La nouvelle version de l’article 344, § 1er, du CIR 1992, introduite par l’article 167 de la loi-programme du 29 mars 2012, est applicable à partir de l’exercice d’imposition 2013, ainsi qu’aux actes ou ensembles d’actes juridiques posés au cours d’une période imposable clôturée au plus tôt le 6 avril 2012 et se rattachant à l’exercice d’imposition 2012. Cette dernière disposition vise les sociétés qui clôturent leur exercice social à partir du 6 avril 2012, qui est la date de publication de la loi au Moniteur belge.

Tout comme l’ancien article 344, § 1e, le nouveau texte vise tant les actes juridiques isolés que les ensembles d’« actes juridiques » qui réalisent une même « opération ».

Des actes distincts réalisent une même opération soit lorsque  les différents actes résultent d’un accord initial conclu entre parties sur les différents actes successifs à réaliser, soit lorsqu’il n’existait, dès la conclusion du premier acte, aucune vraisemblance que les actes subséquents ne seraient pas également accomplis.

L’administration fiscale a toujours tenté de faire valoir que la mesure anti-abus pouvait s’appliquer si « le dernier acte juridique qui fait partie d’un ensemble d’actes juridiques réalisant une même opération a été posé ou est posé dans le courant de l’année 2012 » (Circ.

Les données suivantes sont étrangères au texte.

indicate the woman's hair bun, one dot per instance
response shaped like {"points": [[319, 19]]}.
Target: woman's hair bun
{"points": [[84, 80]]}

AAF3/2012 du 4 mai 2012).

Elle estime donc que la nouvelle mesure anti-abus peut s’appliquer à une opération dont le premier acte a été réalisé avant l’année 2012 lorsqu’il fait partie d’un ensemble d’actes juridiques qui constituent une même opération, du moment que le dernier acte soit posé dans le courant de l’année 2012.

Cette position est pourtant contraire au texte même de l’article 169 de la loi-programme.

Celui-ci prévoit en effet que l’article 167, qui instaure la mesure anti-abus nouvelle en matière d’impôts directs, est applicable « à partir de l’exercice d’imposition 2013, ainsi qu’aux actes ou ensembles d’actes juridiques posés au cours d’une période imposable clôturée au plus tôt à la date de publication de la loi ».

Le texte est clair : « l’ensemble des actes » doit être posé au cours de la période en question. Il ne suffit donc pas qu’il en soit ainsi du dernier d’entre eux.

Ce point de vue paraît effectivement le seul qui soit compatible avec le texte clair de l’article 169 de la loi-programme : il n’y a pas « d’ensembles d’actes » accomplis au cours de la période de référence si le premier d’entre eux est antérieur à cette période.

La mesure anti-abus s’applique aux opérations constituées par plusieurs actes juridiques si le premier de cet acte a eu lieu au cours de l’exercice d’imposition 2013 ou au cours d’une période imposable clôturée à partir du 6 avril 2012, mais pas avant.

Cette interprétation permet d’ailleurs de respecter la sécurité juridique, puisqu’elle permet d’éviter qu’un contribuable qui a entamé une opération avant l’entrée en vigueur de la mesure anti-abus se voie rattrapé par celle-ci, alors qu’au moment où il a posé le premier acte, la notion d’abus fiscal n’existait pas.

Il y aurait sinon violation du droit à la sécurité juridique du contribuable en l’espèce.

La Cour d’appel de Gand, qui avait déjà rendu un arrêt en ce sens, vient tout juste de confirmer cette position dans un arrêt du 28 avril 2020.

Cet arrêt montre que la prévisibilité de la loi fiscale et la sécurité juridique restent des valeurs clés de notre droit fiscal.